Starting today, we kick off the Uhuru Data Lab (UDL) blog with this first post. After some exciting data crunching, we present our approach to the recently concluded competition Coupon Purchase Prediction by leading coupon site, Recruit ポンパレ (Ponpare).
The competition asked teams to use 1 year of past purchase and browsing data of 22,000 users of Ponpare to predict which coupons a user will purchase over the next week. We present a simple gradient boosted decision tree model which gives a score of 0.0072 on the Leaderboard.
Overview, cleaning the data and evaluation metric:
In any real dataset cleaning is the first step. Understand the files through Entity Relationship Diagrams, make basic statistics and study basic characteristics.
Understanding the data :
In this case we had coupon purchase and view logs of 22873 users from 01-07-2011 to 23-06-2012. In total they viewed 32628 coupons on their website in this period. But of these there are only 19413 coupons whose attributes like price rate, discount price, usable dates, shop location etc have been provided. We consider these as the training set coupons. Prediction is to be made over 310 new coupons over the next week ( 24-06-2012 to 30-06-2012 ) whose attributes have also been provided. The challenge is to predict: which of these 310 coupons will be purchased by the 22873 users? Past browsing data of users contains attributes like view date, user id, purchase flag, session id, viewed coupon id etc. There is also data about user age, gender, prefecture and registration/withdrawal date.

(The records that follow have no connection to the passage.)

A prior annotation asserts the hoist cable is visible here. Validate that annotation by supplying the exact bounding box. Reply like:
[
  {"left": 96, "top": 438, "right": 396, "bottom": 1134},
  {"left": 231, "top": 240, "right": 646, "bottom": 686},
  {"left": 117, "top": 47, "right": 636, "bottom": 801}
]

It seems it is possible to purchase coupons without any views. We assumed that each of those purchases has 1 view at exactly the same date and time the purchase occurred.
The map@10 metric:
The evaluation metric employed was Mean Average Precision@10. A good explanation of this metric can be found here. W.r.t this metric, for each user only the top 10 coupon predictions matter. Also, the order of predictions matters. We observed from the data that most of the coupon purchasers in a week only view ≤ 10 coupons in that week.
Obviously the number of viewers and views are much more than the number of purchasers and purchases. For obtaining a balanced training data/reducing sparsity (as we explain later) we changed the problem statement and predicted just views instead of purchases. Interestingly, Leaderboard score obtained was sufficient to get into top 40.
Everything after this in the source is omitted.